‘UKIP’s failure?’ I hear some UKIP supporters ask. ‘We are rising in the polls, we’ve added 13,000 members since 2013, we are taking votes from the Tories and Labour, we are the main challengers in a number of seats, we are favourites to win most votes in this year’s Euro elections, the other parties running scared,’ are comments that are repeatedly made in threads on newspaper websites and blogs. But there is good reason to believe the foundations underpinning these claims are soft.
We will come to the polling in a moment, but first we need to set the scene and look at UKIP’s prospects in this year’s Euro elections. Farage has talked up the party’s prospects and its members are highly confident that UKIP will win the most votes in the election. However the Euro polls are still showing that UKIP is behind Labour and will likely only come second at best. There is even still a chance the Tory vote could just squeak them into second at UKIP’s expense. It’s worth remembering UKIP’s total vote in 2009 (2,498,226) actually fell from that in 2004 (2,650,768) despite a larger electorate.

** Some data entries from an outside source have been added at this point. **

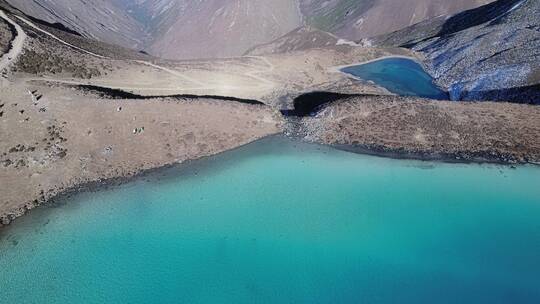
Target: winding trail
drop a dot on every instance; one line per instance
(17, 44)
(202, 85)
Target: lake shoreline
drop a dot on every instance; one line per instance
(375, 151)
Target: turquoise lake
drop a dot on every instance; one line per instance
(400, 76)
(279, 221)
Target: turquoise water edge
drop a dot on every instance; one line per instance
(400, 76)
(279, 221)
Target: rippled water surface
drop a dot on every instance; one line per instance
(284, 222)
(400, 76)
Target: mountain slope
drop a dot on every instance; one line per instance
(99, 19)
(488, 53)
(185, 29)
(356, 19)
(218, 28)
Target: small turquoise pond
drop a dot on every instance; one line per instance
(400, 76)
(284, 222)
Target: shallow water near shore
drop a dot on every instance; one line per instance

This time around, if the party can’t secure the most votes in the Euros, even in these perfect conditions for a protest vote, huge media coverage and a core support that will definitely turn out while millions of Labour and Tory voters will not bother themselves with a trip to the polling station, then success in the 2015 General Election is a pipe dream. Don’t forget, just a year after the 2009 Euro elections, in 2010 at the General Election, UKIP’s total vote fell to 919,546 (with the BNP on 564,331). That’s a lot votes loaned to the party in meaningless Euro elections that go somewhere else when people are asked to elect a government. Although with UKIP hoovering up BNP supporters and votes along with disaffected Tories and previous non voters who wish to register their disgust at the three main parties, it would be realistic to see UKIP get well in excess of 1,700,000 in 2015 – possibly even clearing the 2 million mark with room to spare. But that won’t translate into seats.
Back to polling then. While polling in some marginal seats funded by Alan Bown has UKIP, when the figures include undecided voters and those who refuse to say who they will vote for, as high as 19% (Thanet South) and 16% (Great Grimsby), nationally the party is still rooted stubbonly around the 13% mark. But the polls are not telling the whole story here because it is impossible to tell from them what the effect of the BNP’s collapse is.
We know a number of white working class Labour voters defected to the BNP. With the BNP imploding we know anecdotally that many of their members have been attracted to UKIP as the next best alternative by the immigration message that has taken centre stage. This 13% average UKIP polling figure is a lower percentage than before the May 2013 local elections in which UKIP won a number of district and county council seats. There is no breakthrough at the moment and UKIP’s position, third in the national polls, is only that way because the Lib Dems are being punished by former supporters for being in coalition with the Conservatives and have seen a lot of their support desert to Labour. These numbers and other factors considered, we will not see UKIP win any Westminster seats in 2015. Despite much bravado, it seems that UKIP is hitting a glass ceiling of support.
What does this suggest? A failure of UKIP’s own making. What voters are now seeing is a party of blatant contradiction they cannot trust, whose offering is nothing more than a dustbin for protest votes, ‘vote for us because we’re not Conservative/Labour’, which is offering nothing positive or differentiated of its own.
In the south people see UKIP promoting itself as the alternative to the Conservatives and trying to appeal to those who want low tax, smaller government, shrinking welfare budgets, stronger defence etc. People who are attracted by Farage lauding Margaret Thatcher, in a clear message that he is positioning himself to them as Thatcherite.
In the north people see UKIP promoting itself as the alternative to Labour and trying to appeal to those who believe in government running most things, funded by higher levels of tax than the south want, preserving or even increasing welfare budgets, who would like strong defence because many young men and women from the region join the forces in the absence of other opportunities. People who are attracted by pictures of Farage drinking bitter in a pub, in a clear message that he is positioning himself as an ordinary working class bloke.
The two are too mutually exclusive, and thanks to national media and 24 hour news, this ‘all things to all men’ strategy employed by Farage is all too visible to voters who will rightly feel it is nothing more than an electoral ploy, saying different things to different people based on what UKIP thinks they want to hear.
While some voters will feel moved to support UKIP regardless, when it comes to putting an ‘X’ on a ballot paper, will that be enough for UKIP to hold on to enough potential supporters in the north and south respectively, who see the party’s schizophrenic pronouncements in different parts of the country? People who loathe the blue or red side so much they would vote tactically for whoever is best placed to form a government that would keep Cameron/Miliband out of Downing Street. That’s the crux of the matter.
No matter whether the party is comprised of enthusiastic amateurs or professional political animals, as a strategy it may result in some short term gains. But in the long term it is doomed to failure. Depressingly, as that happens, so the Eurosceptic cause as a whole will be adversely affected.